Xxxxxxxxx will not pay any fees or commissions to any broker or dealer or
other person (other than the Depositary and the Information Agent as described
in the Offer to Purchase) for soliciting tenders of Shares pursuant to the
Tender Offer. Xxxxxxxxx will, however, upon request, reimburse brokers, dealers,
commercial banks and trust companies for customary mailing and handling costs
incurred by them in forwarding the enclosed materials to their customers.
Xxxxxxxxx will pay or cause to be paid all stock transfer taxes applicable
to its purchase of Shares pursuant to the Tender Offer, subject to Instruction 6
of the Letter of Transmittal.
WE URGE YOU TO CONTACT YOUR CLIENTS AS PROMPTLY AS POSSIBLE. PLEASE NOTE
THAT THE TENDER OFFER, PRORATION PERIOD AND WITHDRAWAL RIGHTS EXPIRE AT 5:00
P.M., NEW YORK CITY TIME, ON JANUARY 30, 2001, UNLESS THE TENDER OFFER IS
EXTENDED.
In order to take advantage of the Tender Offer, a duly executed and
properly completed Letter of Transmittal (or facsimile thereof), with any
required signature guarantees, or an Agent's Message (as defined in the Offer to
Purchase) in connection with a book-entry transfer of Shares, and any other
required documents, should be sent to the Depositary, and certificates
representing the tendered Shares should be delivered or such Shares should be
tendered by book-entry transfer, all in accordance with the Instructions set
forth in the Letter of Transmittal and in the Offer to Purchase.
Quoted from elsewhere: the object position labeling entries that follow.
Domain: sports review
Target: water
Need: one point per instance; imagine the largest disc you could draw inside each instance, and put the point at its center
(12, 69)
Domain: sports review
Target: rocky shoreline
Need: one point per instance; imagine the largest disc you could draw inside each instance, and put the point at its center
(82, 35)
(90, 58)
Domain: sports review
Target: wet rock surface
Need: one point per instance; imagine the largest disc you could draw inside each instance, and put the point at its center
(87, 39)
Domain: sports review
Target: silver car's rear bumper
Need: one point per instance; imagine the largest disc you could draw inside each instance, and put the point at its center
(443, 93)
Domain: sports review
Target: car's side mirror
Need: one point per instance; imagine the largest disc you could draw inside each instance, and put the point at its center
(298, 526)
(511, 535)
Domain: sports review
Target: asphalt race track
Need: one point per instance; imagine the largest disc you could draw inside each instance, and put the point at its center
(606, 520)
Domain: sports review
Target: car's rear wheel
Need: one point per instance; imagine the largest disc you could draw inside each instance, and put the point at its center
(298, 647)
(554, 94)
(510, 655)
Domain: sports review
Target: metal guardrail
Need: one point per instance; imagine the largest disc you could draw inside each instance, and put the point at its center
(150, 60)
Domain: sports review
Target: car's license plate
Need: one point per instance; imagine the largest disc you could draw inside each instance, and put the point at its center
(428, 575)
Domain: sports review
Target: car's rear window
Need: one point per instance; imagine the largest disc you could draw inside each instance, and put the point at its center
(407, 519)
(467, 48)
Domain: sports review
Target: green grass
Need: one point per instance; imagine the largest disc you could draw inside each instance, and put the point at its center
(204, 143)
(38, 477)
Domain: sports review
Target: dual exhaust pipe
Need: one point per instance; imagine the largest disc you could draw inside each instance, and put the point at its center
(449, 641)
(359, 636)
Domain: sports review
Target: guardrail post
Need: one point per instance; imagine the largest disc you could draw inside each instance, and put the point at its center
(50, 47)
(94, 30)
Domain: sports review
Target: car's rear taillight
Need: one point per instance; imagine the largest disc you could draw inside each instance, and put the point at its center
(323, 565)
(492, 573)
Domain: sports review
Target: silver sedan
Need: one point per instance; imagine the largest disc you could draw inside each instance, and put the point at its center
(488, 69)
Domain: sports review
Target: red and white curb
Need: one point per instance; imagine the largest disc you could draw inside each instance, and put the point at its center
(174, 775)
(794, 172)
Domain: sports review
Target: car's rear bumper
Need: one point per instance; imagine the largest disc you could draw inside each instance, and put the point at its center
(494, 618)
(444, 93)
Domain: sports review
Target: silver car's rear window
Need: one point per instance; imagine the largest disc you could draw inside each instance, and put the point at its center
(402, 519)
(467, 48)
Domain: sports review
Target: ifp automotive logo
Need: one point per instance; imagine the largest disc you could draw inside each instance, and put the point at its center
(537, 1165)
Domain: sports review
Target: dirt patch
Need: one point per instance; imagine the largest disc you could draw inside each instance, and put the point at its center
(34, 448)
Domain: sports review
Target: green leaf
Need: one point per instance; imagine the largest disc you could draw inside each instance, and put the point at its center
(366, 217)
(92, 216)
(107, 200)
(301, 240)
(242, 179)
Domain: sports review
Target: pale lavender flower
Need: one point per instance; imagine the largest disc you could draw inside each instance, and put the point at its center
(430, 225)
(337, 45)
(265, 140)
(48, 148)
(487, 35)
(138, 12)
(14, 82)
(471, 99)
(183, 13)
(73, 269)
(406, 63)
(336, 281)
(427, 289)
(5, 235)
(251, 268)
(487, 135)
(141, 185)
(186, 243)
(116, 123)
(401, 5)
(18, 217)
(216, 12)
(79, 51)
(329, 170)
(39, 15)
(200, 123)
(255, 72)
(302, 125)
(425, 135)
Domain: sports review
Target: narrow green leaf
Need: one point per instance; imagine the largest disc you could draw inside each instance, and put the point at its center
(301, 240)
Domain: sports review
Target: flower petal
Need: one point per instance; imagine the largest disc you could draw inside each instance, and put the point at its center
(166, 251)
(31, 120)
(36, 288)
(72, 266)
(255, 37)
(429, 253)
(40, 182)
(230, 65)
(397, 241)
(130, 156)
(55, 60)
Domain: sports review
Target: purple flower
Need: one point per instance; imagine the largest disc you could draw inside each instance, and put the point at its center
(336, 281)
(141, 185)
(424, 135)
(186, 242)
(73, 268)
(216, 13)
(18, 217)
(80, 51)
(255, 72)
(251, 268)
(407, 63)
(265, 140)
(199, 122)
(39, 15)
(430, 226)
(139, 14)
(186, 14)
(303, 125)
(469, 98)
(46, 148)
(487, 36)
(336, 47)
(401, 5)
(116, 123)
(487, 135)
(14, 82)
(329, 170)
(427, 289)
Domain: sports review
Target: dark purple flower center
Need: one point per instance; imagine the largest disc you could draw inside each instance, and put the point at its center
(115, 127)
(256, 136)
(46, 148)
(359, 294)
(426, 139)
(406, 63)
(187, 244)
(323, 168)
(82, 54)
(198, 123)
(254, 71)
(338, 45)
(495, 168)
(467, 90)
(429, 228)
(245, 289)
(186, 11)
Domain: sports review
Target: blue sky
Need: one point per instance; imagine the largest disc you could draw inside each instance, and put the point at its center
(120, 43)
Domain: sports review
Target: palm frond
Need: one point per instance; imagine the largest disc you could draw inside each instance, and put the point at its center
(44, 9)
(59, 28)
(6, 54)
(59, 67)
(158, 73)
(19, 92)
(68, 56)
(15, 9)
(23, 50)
If holders of Shares wish to tender, but it is impracticable for them to
forward their certificates or other required documents or to complete the
procedures for delivery by book-entry transfer prior to the expiration of the
Tender Offer, a tender may be effected by following the guaranteed delivery
procedures specified in The Tender Offer - Procedure for Tendering Shares of the
Offer to Purchase.
Any inquiries you may have with respect to the Tender Offer should be
addressed to, and additional copies of the enclosed materials may be obtained
from, the Information Agent at its respective address and telephone number set
forth on the back cover of the Offer to Purchase.
Very truly yours,
Beacon Hill Partners, Inc.
As Information Agent
NOTHING CONTAINED HEREIN OR IN THE ENCLOSED DOCUMENTS SHALL CONSTITUTE YOU
OR ANY OTHER PERSON THE AGENT OF XXXXXXXXX, RANGER, THE INFORMATION AGENT, THE
DEPOSITARY, OR ANY AFFILIATE OF ANY OF THE FOREGOING, OR AUTHORIZE YOU OR ANY
OTHER PERSON TO USE ANY DOCUMENT OR MAKE ANY STATEMENT ON BEHALF OF ANY OF THEM
IN CONNECTION WITH THE TENDER OFFER OTHER THAN THE DOCUMENTS ENCLOSED HEREWITH
AND THE STATEMENTS CONTAINED THEREIN.